It is all about strategy

It is all about strategy

There may be more noise out there, but the job is actually simpler – as long as you have a strategy.
Politics can be a very bruising business. Hour after hour, day after day, you are under intense scrutiny. Attacks, many of which you will think are unfair, come from every quarter.
I still wear the scars of those days. But the world today is very different. My political campaigning with Tony Blair came largely before the arrival of social media, Twitter and rise of the blogosphere. I can understand why there are many who believe the noise and instant rush to judgement makes the job of communicating much harder. But while it can seem counter-intuitive, I believe instead that this revolution has actually made communicating – whether you are a political party, a campaigning organisation or a business – more straightforward.
In a world in which opinions are no longer the preserve of a few newspapers or broadcasters but are shared in countless conversations across the web, it is frankly pointless to think you can control what others say about you. The priority is to think about what you want to say about yourself and ensure you do it as effectively as possible.
It is why, in an era of breath-taking change which you will read about in these pages, it is essential first, as John Major might say, to get back to basics. Your focus must not be on how to get your message over – the channels or the tactics you should use – but what you want to say and why. It is only when you have this nailed down should you start thinking about everything else.

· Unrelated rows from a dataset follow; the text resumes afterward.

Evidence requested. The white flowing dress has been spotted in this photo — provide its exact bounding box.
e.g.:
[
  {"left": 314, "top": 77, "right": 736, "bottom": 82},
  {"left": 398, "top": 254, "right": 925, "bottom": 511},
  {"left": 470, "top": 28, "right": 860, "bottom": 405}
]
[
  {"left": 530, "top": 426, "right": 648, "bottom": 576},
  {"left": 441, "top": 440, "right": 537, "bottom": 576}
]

Political parties understand this imperative even if they might not always get it right. I am still not sure after five years what the Coalition Government stood for. But too many businesses still seem to think it is not even necessary to try.
I hear repeatedly how corporate clients only want tactics and not strategy from their PR advisers, whether in-house or consultants. They have got it the wrong way around.
The importance of knowing your objective – and having thought of the strategy to achieve it – is greater in this new communications environment. The more noise there is, the greater the need to focus on what’s important; the more essential it is to have clarity over what you are saying.
This must start with objective – what you want to achieve. From this flows the strategy – the approach to achieving it. This allows you to shape a compelling narrative. Only then do you start thinking about tactics, which are the actions and tools needed to deliver the strategy.
Without an agreed and clear strategy, you will not develop effective, coherent tactics or successfully promote or defend reputations. Nor will you find the courage to stay on course, no matter how choppy the waters, or get buy in from across your organisation. And in a time when it is likely that far more of your employees will be sharing opinions far more widely than ever before, you need everyone, from the boardroom to the shop floor, rowing in the right direction.
This is why it is no good handing this strategy down from on high, like tablets of stone. This is often done not out of egotism but to get round vested interests within an organisation. But developing a strategy is about having arguments, not avoiding them. It is not going to survive the battering from an external crisis if you don’t have the confidence to open it up to internal debate.
Avoid the temptation as well to make so many concessions to get agreement that you lose clarity. The best strategy can be written down as a phrase or short simple sentence. And that’s also what you have to do. It’s not a strategy at all unless it is written down.
So despite all the changes in the communications environment, it is the basics which will decide success and failure. And this also includes the relationship between the political leader or CEO and communications chief.
Trust and confidence are absolutely essential. Without it, the CEO won’t listen to the advice of their Corporate Affairs Director and he or she, in turn, will find it difficult to take the action needed. The influence I had in Downing Street came from the fact that everyone understood I was acting with the Prime Minister’s authority. But this confidence also comes from having an agreed, clear strategy in place. It’s at the root of all effective communication.
Alastair Campbell is a member of Portland’s Advisory Board. He is the former Director of Communications and Strategy at Downing Street.